Successful investing in any stock exchange relies on access to facts. For this reason, all publicly traded companies are required to publish regular financial disclosures, including financial figures, dates, procedures and innovations.
As climate change increasingly impacts our planet, it has affected the stability of global finance, and thus investor decisions. A new layer of climate-related information has become necessary for investors, so in 2015 the Financial Stability Board created a body called the Task Force on Climate-related Financial Disclosures (TCFD). Made up of 32 members from across G20 nations, the TCFD has developed a new framework of requirements and recommendations for financial disclosures related to climate risk.
The TCFD framework recommends eleven disclosures across four pillars: governance, strategy, risk management, and metrics & targets.
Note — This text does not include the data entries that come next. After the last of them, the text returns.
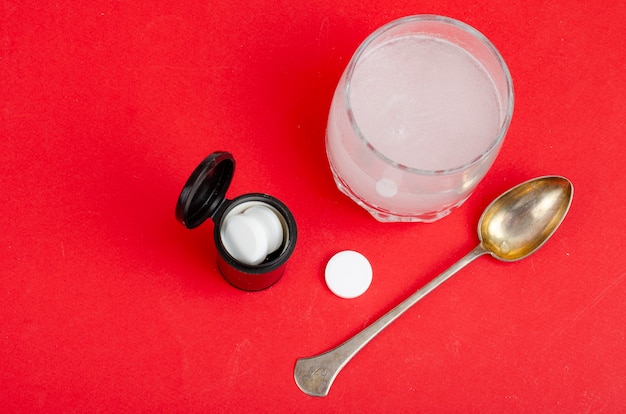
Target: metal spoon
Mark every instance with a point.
(512, 227)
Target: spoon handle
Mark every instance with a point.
(314, 375)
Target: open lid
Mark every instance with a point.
(205, 190)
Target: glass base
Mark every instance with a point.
(386, 216)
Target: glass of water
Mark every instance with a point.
(418, 118)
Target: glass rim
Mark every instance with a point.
(504, 125)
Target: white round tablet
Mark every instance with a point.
(348, 274)
(245, 239)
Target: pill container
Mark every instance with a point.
(254, 234)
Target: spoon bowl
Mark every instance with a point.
(521, 220)
(512, 227)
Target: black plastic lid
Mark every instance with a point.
(205, 190)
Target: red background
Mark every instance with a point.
(110, 305)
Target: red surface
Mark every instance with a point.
(109, 305)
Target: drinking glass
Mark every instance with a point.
(418, 118)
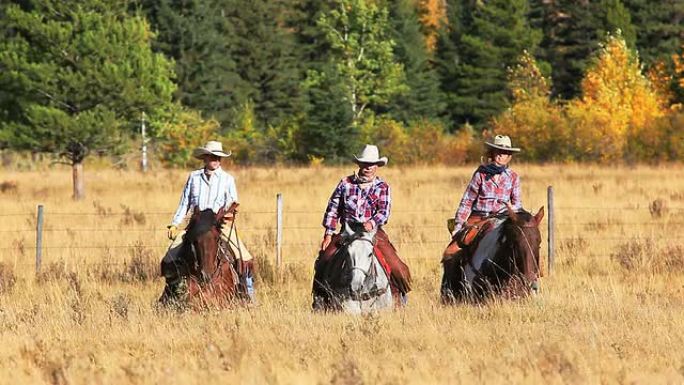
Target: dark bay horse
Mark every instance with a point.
(205, 263)
(505, 262)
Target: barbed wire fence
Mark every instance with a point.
(279, 232)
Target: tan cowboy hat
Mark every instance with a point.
(502, 142)
(370, 154)
(211, 148)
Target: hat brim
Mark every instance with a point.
(200, 152)
(380, 162)
(502, 148)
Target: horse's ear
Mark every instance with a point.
(221, 213)
(511, 212)
(540, 214)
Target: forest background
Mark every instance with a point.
(300, 81)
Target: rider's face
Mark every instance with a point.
(502, 158)
(212, 162)
(368, 170)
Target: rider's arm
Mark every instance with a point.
(466, 205)
(183, 204)
(331, 212)
(231, 191)
(516, 194)
(384, 204)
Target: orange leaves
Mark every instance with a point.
(433, 16)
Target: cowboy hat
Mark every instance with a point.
(370, 154)
(502, 142)
(211, 148)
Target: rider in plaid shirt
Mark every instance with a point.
(363, 202)
(486, 195)
(359, 205)
(492, 187)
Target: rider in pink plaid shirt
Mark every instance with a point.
(485, 196)
(493, 185)
(360, 205)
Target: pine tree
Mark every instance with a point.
(77, 76)
(361, 55)
(265, 61)
(572, 31)
(660, 28)
(494, 34)
(195, 34)
(424, 98)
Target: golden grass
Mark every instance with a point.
(612, 311)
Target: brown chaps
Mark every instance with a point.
(399, 274)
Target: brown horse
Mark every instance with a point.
(206, 264)
(505, 261)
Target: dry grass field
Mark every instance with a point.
(611, 311)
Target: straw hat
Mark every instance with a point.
(370, 154)
(211, 148)
(502, 142)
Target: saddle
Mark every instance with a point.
(468, 237)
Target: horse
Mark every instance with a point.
(205, 264)
(354, 280)
(504, 263)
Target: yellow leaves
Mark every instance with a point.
(679, 67)
(526, 81)
(182, 132)
(617, 105)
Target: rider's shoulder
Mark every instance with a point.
(512, 173)
(197, 172)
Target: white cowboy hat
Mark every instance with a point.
(370, 154)
(502, 142)
(211, 148)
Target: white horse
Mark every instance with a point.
(369, 287)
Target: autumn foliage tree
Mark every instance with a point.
(617, 108)
(534, 120)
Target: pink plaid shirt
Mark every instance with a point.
(483, 196)
(358, 205)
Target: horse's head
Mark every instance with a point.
(358, 245)
(523, 240)
(202, 237)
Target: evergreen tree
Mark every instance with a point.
(265, 61)
(361, 55)
(76, 76)
(448, 54)
(494, 34)
(195, 34)
(660, 28)
(571, 33)
(424, 98)
(615, 16)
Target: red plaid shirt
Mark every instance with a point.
(358, 205)
(484, 196)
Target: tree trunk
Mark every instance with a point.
(77, 174)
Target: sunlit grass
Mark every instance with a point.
(612, 311)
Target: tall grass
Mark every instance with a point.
(612, 310)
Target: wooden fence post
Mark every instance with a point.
(39, 238)
(279, 231)
(551, 235)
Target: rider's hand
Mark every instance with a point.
(326, 241)
(172, 232)
(457, 228)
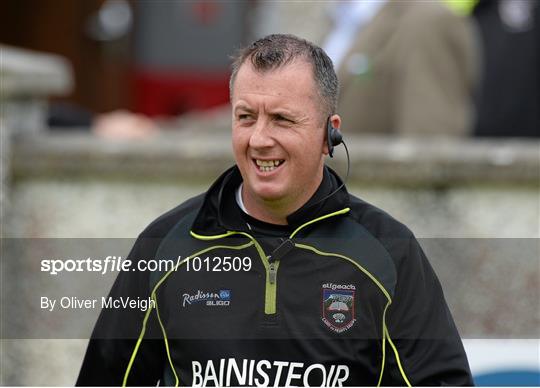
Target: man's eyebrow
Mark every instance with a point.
(244, 108)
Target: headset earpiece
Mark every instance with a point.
(333, 138)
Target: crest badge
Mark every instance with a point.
(338, 306)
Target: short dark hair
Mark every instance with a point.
(277, 50)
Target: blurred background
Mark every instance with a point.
(114, 111)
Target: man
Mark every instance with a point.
(410, 70)
(327, 289)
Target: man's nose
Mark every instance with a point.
(261, 136)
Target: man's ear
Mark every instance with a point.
(335, 121)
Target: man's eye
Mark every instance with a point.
(283, 119)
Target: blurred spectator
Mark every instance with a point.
(508, 101)
(409, 67)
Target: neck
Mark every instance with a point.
(276, 211)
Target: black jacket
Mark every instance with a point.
(343, 295)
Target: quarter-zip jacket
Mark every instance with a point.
(342, 295)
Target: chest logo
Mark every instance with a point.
(208, 298)
(338, 306)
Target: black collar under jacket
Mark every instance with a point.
(219, 212)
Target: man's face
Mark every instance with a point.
(278, 134)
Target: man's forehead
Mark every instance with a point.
(295, 77)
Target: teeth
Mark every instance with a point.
(268, 165)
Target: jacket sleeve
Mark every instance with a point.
(424, 346)
(117, 332)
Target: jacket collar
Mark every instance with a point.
(215, 215)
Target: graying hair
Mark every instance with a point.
(277, 50)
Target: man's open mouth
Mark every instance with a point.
(268, 165)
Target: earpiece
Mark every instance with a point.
(333, 137)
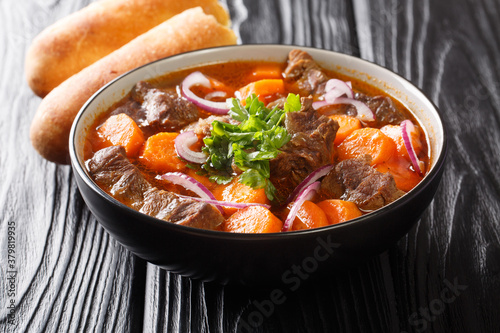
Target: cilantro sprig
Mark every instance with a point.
(250, 145)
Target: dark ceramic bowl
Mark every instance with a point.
(288, 257)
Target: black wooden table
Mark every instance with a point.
(442, 277)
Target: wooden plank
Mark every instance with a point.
(70, 275)
(451, 53)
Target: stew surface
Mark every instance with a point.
(256, 147)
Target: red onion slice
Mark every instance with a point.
(191, 184)
(197, 78)
(182, 143)
(407, 128)
(306, 194)
(216, 94)
(340, 86)
(238, 205)
(313, 176)
(364, 112)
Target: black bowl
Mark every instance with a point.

For each of these pillars, companies are encouraged to document how climate risks are considered and managed in their activities. In the short term, these disclosures intend to give investors, lenders and insurers a better understanding of which companies will thrive and which will struggle as the impacts of climate change unfold. In the long term, they are intended to guide financial markets to price climate-related risks and opportunities correctly, incentivising financial markets to transition to a low-carbon economy.
As of 2021, the TCFD has been adopted by Brazil, the European Union, Hong Kong, Japan, New Zealand, Singapore, Switzerland and the United Kingdom. Numerous private sector organisations, representing a combined market capitalization of $25 trillion, also support the TCFD.